Before putting to action your investment plan, it is fundamental to understand the different types of investment accounts available that you can open and also the tax implications. Spending some time to evaluate the situation, study and read about all the assets is definitely the right thing to do. It is wise to gather information and have a clear vision before starting to invest. If you don’t do so and start right away you will probably put your money at risk. If you live in the United Kingdom, you will probably find different investment options. At some point you will ask yourself if it’s better to invest in GIA or ISA, or open a SIPP. Let’s see what these acronyms refers to and the differences between these accounts.
What is an Individual Savings Account
An ISA, that stands for Individual Savings Account, is a specific category of investment arrangement. This type of saving account is a lucrative option, because you will not need to pay taxes on the returns it generates. Financial gains, income and interest will be exempted from both Income Tax and Capital Gains Tax. ISAs are a valuable option for residents of the UK or people employed by the Crown and the main requirement is that the person who is holding the account should have a National Insurance number. This saving account has a limit of the amount of money you can invest each year. For the tax year 2021/2022 the annual allowance is fixed at £20,000. If you opt for an Individual Savings Account, consider that there are four kinds you can choose from – Cash ISAs and Stocks & Shares ISAs, Innovative finance ISAs, Lifetime ISAs.
What is a General Investment Account
A general investment account, known and indicated as GIA, is an account that let you hold investments outside of tax wrappers, like an ISA or a pension. This kind of account presents a great advantage: investors have no limit on the amount they want to invest in it. This does not happen with an ISA. When investing in a GIA, basically you can access your money whenever you want. Nevertheless, is it preferable to invest for at least five years. You can pick stocks, ETFs (exchange-traded funds), investment trusts, funds, there are several assets to choose from. This is a great option for the ones who have already invested in ISAs and once reached the limit still have more money to allocate. GIA is not exempted from taxation. You will need to pay the Capital Gains tax on any profit you make if the amount is above the annual allowance (for the current tax year 2021/2022 is £12,300).

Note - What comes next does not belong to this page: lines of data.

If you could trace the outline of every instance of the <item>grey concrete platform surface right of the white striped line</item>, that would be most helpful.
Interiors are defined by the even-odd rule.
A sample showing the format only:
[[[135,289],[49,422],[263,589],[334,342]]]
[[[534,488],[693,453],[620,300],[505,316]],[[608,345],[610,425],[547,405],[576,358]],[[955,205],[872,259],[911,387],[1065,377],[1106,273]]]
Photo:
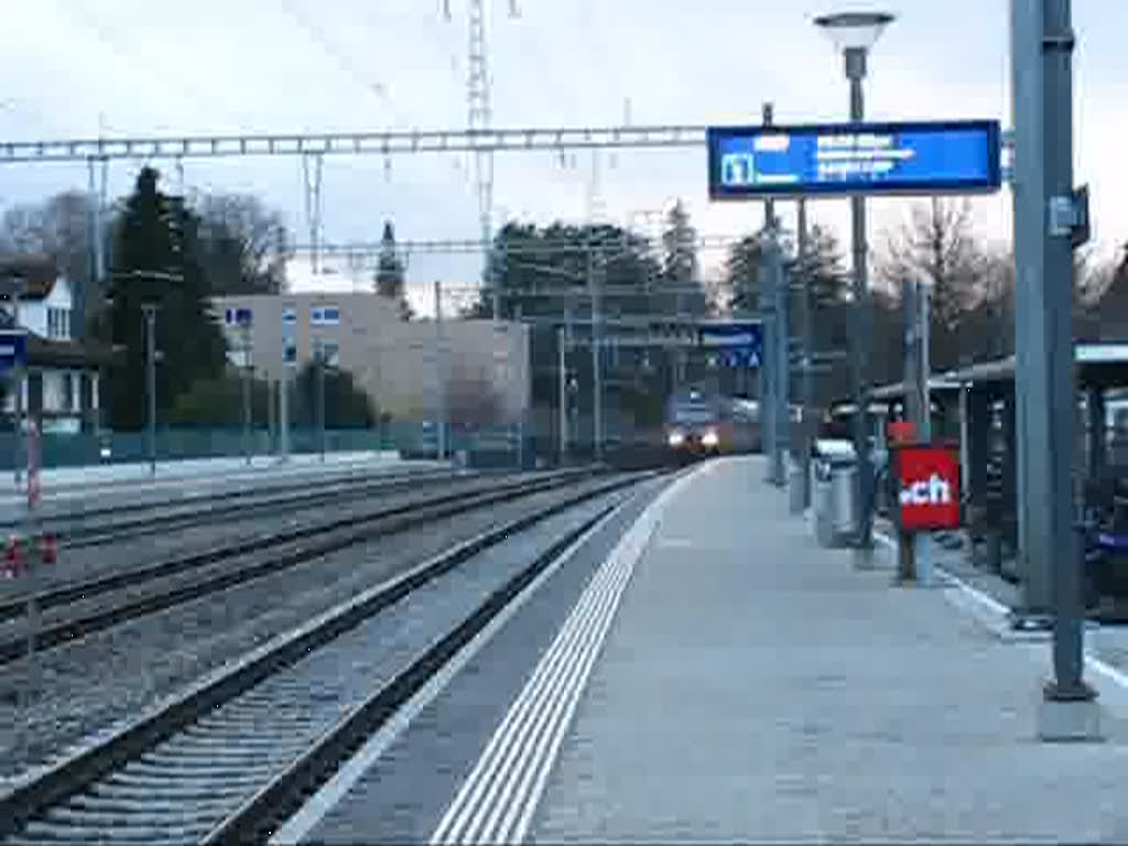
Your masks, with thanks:
[[[528,839],[1128,840],[1122,713],[1039,742],[1045,643],[852,570],[763,479],[714,462],[662,512]]]

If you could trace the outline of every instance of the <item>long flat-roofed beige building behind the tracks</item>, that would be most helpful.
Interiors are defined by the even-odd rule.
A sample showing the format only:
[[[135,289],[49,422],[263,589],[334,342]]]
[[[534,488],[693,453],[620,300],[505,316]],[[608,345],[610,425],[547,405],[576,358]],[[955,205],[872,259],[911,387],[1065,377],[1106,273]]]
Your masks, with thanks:
[[[367,292],[218,297],[212,312],[233,365],[249,355],[255,372],[275,381],[312,361],[320,344],[328,364],[350,371],[397,420],[435,418],[443,360],[453,425],[514,423],[528,408],[529,335],[520,324],[403,320],[397,302]],[[437,354],[440,338],[446,356]]]

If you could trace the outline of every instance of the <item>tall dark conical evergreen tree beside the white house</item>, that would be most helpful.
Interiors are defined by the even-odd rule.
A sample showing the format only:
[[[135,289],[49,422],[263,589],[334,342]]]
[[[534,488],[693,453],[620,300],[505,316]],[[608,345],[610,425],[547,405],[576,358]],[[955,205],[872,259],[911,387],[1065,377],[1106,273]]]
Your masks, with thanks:
[[[124,360],[111,381],[115,429],[146,425],[146,328],[142,306],[157,307],[158,420],[197,379],[218,377],[226,364],[223,335],[211,318],[199,261],[199,223],[178,197],[162,194],[157,170],[138,175],[117,221],[111,331]]]

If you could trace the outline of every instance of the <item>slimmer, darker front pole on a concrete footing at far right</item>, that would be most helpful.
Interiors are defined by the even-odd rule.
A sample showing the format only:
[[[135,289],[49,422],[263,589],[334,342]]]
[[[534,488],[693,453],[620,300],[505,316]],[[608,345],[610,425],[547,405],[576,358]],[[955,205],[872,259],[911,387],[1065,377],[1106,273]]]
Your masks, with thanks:
[[[1070,0],[1046,0],[1042,30],[1046,121],[1046,194],[1050,203],[1073,202],[1073,50]],[[1042,208],[1046,208],[1045,205]],[[1052,212],[1051,212],[1052,214]],[[1047,697],[1055,700],[1091,699],[1095,695],[1082,680],[1084,603],[1081,562],[1074,534],[1074,426],[1076,388],[1073,353],[1073,231],[1045,236],[1046,276],[1043,312],[1050,343],[1042,351],[1043,380],[1051,402],[1038,413],[1047,415],[1050,438],[1042,444],[1049,467],[1050,525],[1054,555],[1054,681]]]

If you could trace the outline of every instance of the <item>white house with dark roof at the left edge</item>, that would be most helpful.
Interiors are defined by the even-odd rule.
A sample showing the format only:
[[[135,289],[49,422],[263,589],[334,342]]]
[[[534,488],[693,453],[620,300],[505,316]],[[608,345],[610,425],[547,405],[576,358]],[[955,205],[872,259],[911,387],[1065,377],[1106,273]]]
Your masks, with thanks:
[[[27,367],[21,384],[25,413],[38,418],[44,432],[96,429],[102,370],[107,350],[74,340],[73,294],[65,277],[46,256],[0,255],[0,328],[19,326],[28,333]],[[15,411],[12,374],[6,373],[3,411]]]

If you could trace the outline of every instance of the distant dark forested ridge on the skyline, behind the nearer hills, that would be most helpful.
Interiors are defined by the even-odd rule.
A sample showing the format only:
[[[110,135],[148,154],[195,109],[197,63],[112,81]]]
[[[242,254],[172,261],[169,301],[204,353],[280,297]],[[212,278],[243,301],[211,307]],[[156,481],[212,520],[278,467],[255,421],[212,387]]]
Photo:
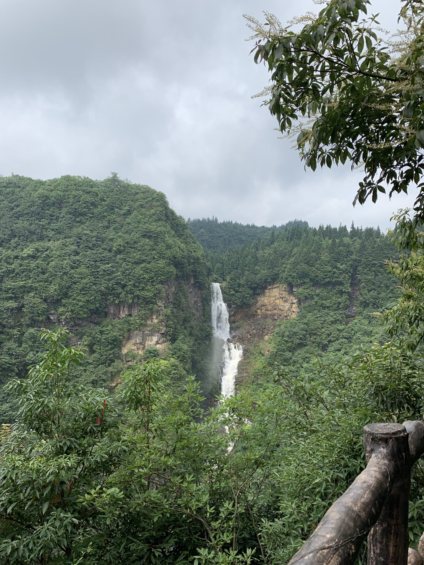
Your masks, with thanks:
[[[218,221],[218,218],[196,218],[187,220],[188,229],[192,232],[201,246],[207,250],[224,253],[230,246],[243,245],[261,237],[267,237],[271,232],[282,232],[292,225],[306,225],[307,221],[293,220],[279,227],[276,225],[239,224],[233,221]]]

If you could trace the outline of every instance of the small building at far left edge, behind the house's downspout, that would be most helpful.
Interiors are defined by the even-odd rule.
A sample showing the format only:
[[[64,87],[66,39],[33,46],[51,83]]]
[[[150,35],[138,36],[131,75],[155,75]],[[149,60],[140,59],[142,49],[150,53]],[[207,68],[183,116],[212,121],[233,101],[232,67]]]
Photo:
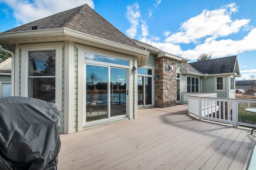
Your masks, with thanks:
[[[0,98],[11,96],[12,59],[0,63]]]

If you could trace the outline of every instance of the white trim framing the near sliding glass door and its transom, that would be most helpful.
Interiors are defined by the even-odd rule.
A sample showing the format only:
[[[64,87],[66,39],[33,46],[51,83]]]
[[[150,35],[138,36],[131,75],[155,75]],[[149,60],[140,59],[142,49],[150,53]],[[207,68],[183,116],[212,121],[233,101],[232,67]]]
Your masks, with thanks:
[[[127,117],[132,119],[132,115],[130,115],[130,111],[133,111],[132,107],[132,60],[134,57],[124,55],[121,53],[115,53],[112,51],[106,51],[104,49],[97,49],[94,47],[89,47],[86,45],[80,45],[80,44],[75,44],[76,48],[78,49],[78,131],[82,131],[83,127],[91,126],[91,125],[96,125],[96,124],[101,124],[101,123],[106,123],[110,122],[113,120],[119,120],[123,119],[123,115],[121,117],[112,117],[108,118],[108,120],[104,121],[101,119],[100,121],[94,121],[94,122],[86,122],[86,68],[84,62],[86,64],[94,64],[94,65],[102,65],[102,66],[114,66],[116,68],[123,68],[126,69],[126,88],[129,90],[129,95],[127,97],[127,103],[126,103],[126,112],[127,112]],[[91,54],[96,54],[96,55],[101,55],[101,56],[106,56],[106,57],[114,57],[117,59],[125,59],[128,61],[128,66],[125,65],[119,65],[119,64],[112,64],[112,63],[104,63],[104,62],[97,62],[97,61],[91,61],[91,60],[84,60],[84,53],[91,53]],[[136,59],[136,58],[135,58]],[[109,73],[110,74],[110,73]],[[110,77],[109,77],[110,79]],[[110,93],[110,91],[109,91]],[[109,101],[110,102],[110,101]]]

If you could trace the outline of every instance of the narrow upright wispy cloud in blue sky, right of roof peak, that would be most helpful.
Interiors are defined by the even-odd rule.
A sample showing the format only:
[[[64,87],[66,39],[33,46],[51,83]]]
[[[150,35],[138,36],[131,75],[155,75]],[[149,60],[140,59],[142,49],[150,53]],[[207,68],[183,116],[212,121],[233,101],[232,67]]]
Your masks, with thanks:
[[[134,3],[132,6],[127,6],[126,18],[130,21],[130,28],[126,30],[129,37],[134,38],[137,33],[139,21],[140,21],[140,11],[139,4]]]

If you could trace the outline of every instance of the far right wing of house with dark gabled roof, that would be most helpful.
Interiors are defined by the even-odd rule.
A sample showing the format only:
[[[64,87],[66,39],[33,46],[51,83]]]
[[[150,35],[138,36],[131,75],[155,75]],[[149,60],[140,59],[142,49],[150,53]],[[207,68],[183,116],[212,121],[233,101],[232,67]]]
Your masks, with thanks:
[[[235,98],[235,78],[240,77],[237,56],[182,65],[182,92],[217,93]]]

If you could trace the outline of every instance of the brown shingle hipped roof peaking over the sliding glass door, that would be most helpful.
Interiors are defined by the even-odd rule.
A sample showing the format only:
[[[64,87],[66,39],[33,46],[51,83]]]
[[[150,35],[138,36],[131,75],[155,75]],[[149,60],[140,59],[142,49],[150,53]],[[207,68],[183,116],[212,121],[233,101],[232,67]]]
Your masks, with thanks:
[[[32,30],[33,26],[37,26],[37,29],[65,27],[74,31],[127,45],[129,47],[141,49],[134,42],[132,42],[130,38],[105,20],[87,4],[48,16],[46,18],[42,18],[40,20],[26,23],[14,29],[5,31],[5,33],[28,31]]]

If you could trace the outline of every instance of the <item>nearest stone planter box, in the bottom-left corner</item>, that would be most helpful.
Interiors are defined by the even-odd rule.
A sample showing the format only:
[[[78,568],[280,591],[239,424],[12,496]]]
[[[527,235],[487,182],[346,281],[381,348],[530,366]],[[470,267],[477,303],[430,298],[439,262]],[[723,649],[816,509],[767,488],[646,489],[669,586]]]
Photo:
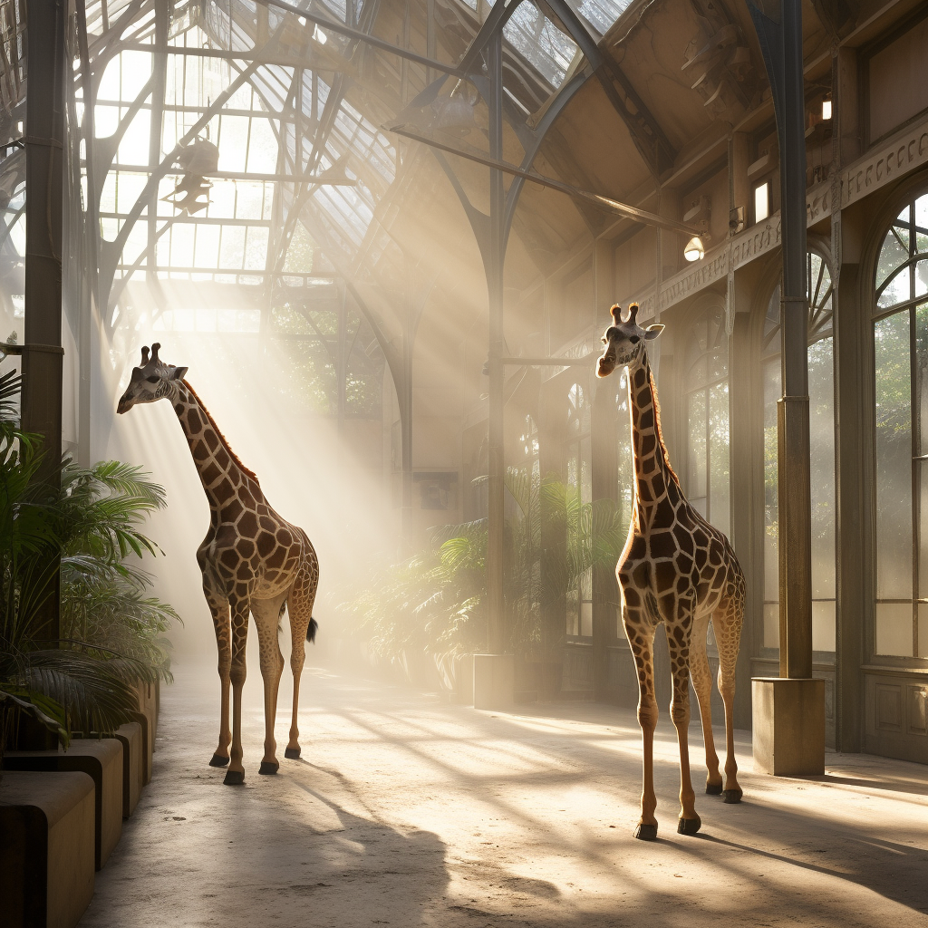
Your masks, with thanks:
[[[0,780],[0,928],[73,928],[94,895],[94,781],[85,773]]]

What is a Self-Invested Personal Pension
SIPP stands for Self-Invested Personal Pension. It’s a valuable option if you are interested in a long-term investment. If your goal is having extra money after your retirement, aside the workplace pension, SIPP is right for you. This is similar to the pension set up by your employer, but in this case you are going to manage it and make your own choices. Of course, it’s not necessary that you actually do it alone by yourself. Finding the right assets, checking the market and manage your portfolio are some actions that require a good amount of knowledge. So, you can find your own advisor to help you set up your SIPP, maybe starting from the basis of an investment plan. It will be totally up to you to decide how much money you want to allocate, if it’s going to be a long-term investment and your approach to the volatility of the markets.